A Tale of a Road Less Travelled
Day 1. Down the road less traveled: the Nabesna Road, accessing the northern reach of Wrangell St Elias National Park. Most folks have never even heard of it. Love heading down a new road. Hitting the colors just about right, heading down the Nabesna Road into Wrangell St. Elias. The first few miles are paved, then dirt for the length of its 42 miles. At the end: The beginning of the largest expanse of road-less wilderness in North America.
Camping above Kettle Lake (about seventeen miles in) in a pull out we enjoyed all to ourselves. Big adventures beginning and more manana.
A northern hawk owl came to visit us.
And the moon came to visit us, rising over the mountains of Wrangell St. Elias. A rare treat indeed with skies so clear. No aurora this night unfortunately.
Our home away from home .. the new little motor home we call “Homer” which will lead to many an Odyssey with good fortune. At our first night’s camp in view of Kettle Lake, ready for the next stretch of road.
Plenty of warning at our first camp that there are no facilities. People manage to use bushes and leave their paper behind for the enjoyment of everyone else. What’s up with people, anyway? We were glad to have our outhouse inboard on Homer.
A nameless lake from the view atop Dead Dog Hill. Dead Dog Lake?
Day 2. First hike up Caribou Creek. We hear there is a public use cabin up the way, and there may be trail crews working. We came across their camps, but they had left just prior to our reaching the trailhead.
Trail crews are not what they used to be. Pretty cool little all track dump trucks to help establish a road to be used by recreational vehicles, often used for subsistence hunting. Glad the crew was not working today. Looks like they can make a racket.
Outhouse with a splendid view. Who needs a magazine? (Unless it is a Sears catalog … some friends may know what I am talking about.)
Wonderful little public use cabin to keep folks out of the weather. Two bunks and a kitchen table and wood stove, along with deck chairs. Biggest squirrel I ever saw lived around the cabin, no doubt benefiting from the generosity of visitors.

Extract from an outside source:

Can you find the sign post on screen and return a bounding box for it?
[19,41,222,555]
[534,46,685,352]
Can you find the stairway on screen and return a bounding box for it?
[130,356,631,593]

There are WOW moments that get me to pull over and climb atop Homer for a view to share. A mixed forest of aspen and white spruce, with black spruce growing over permafrost.
An early view of the Wrangell Mountains. Another WOW moment.

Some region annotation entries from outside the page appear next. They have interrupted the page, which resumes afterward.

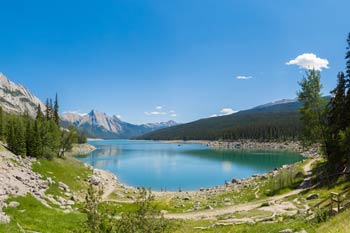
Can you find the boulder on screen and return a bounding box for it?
[90,176,101,185]
[8,201,19,207]
[306,193,320,200]
[0,212,10,224]
[58,182,69,192]
[279,228,293,233]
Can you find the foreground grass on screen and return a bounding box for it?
[0,157,350,233]
[33,157,92,195]
[317,210,350,233]
[0,194,86,233]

Day 3 hiking the Skookum Volcano Trail. About three miles with an elevation gain of around 2000 feet. Many kinds of volcanic rock including basalt, dacite, rhyolite and tuff. Just dang pretty, cutting down through pink rock, which I believe may have been ash flows? — in Nabesna, Alaska.
iPanorama at the pass at last. Close ups follow. — in Nabesna, Alaska.
Heading back up the lower Nabesna Road, impressed with the late light and view.
Looking back toward the Wrangell Mountains. All volcanic.
Day 4, part 1: the end of Nabesna Road and slightly beyond. Hello from below. A view looking up at Skookum Volcano
White Mountain, home of several mines we will visit shortly.
An older cabin at the Ellis Ranch in Nabesna, near the end of the road.
Whte Mountain, along the remainder of the road. At this point, the road is closed to vehicles, but available for another mile or so on foot.
We left the end of the road to travel by foot on what remains of the Nabesna Road which at this point is closed to vehicle traffic. (You will get stuck). We had planned on hiking to the Rambler Mine, not far from the trailhead. Along the way, ran into a ranger who, when asked what lay beyond, informed us of the Nabesna Mine another mile down the track. A nice flat walk today, which was welcome after Skookum Volcano Trail, and we are close to our destination here.
The abandoned Nabesna Mine sits on the side of White Mountain. Active in the early part of the 20th century, abandoned in 1947 or so. Still privately owned, and off limits, but no one to oversee the property.
Nasty tailing coming out of the mill. In operation and abandoned long before anyone could spell EPA. Lots of signs warning against drinking the water, eating local berries, and recommending a shower when done exploring the area.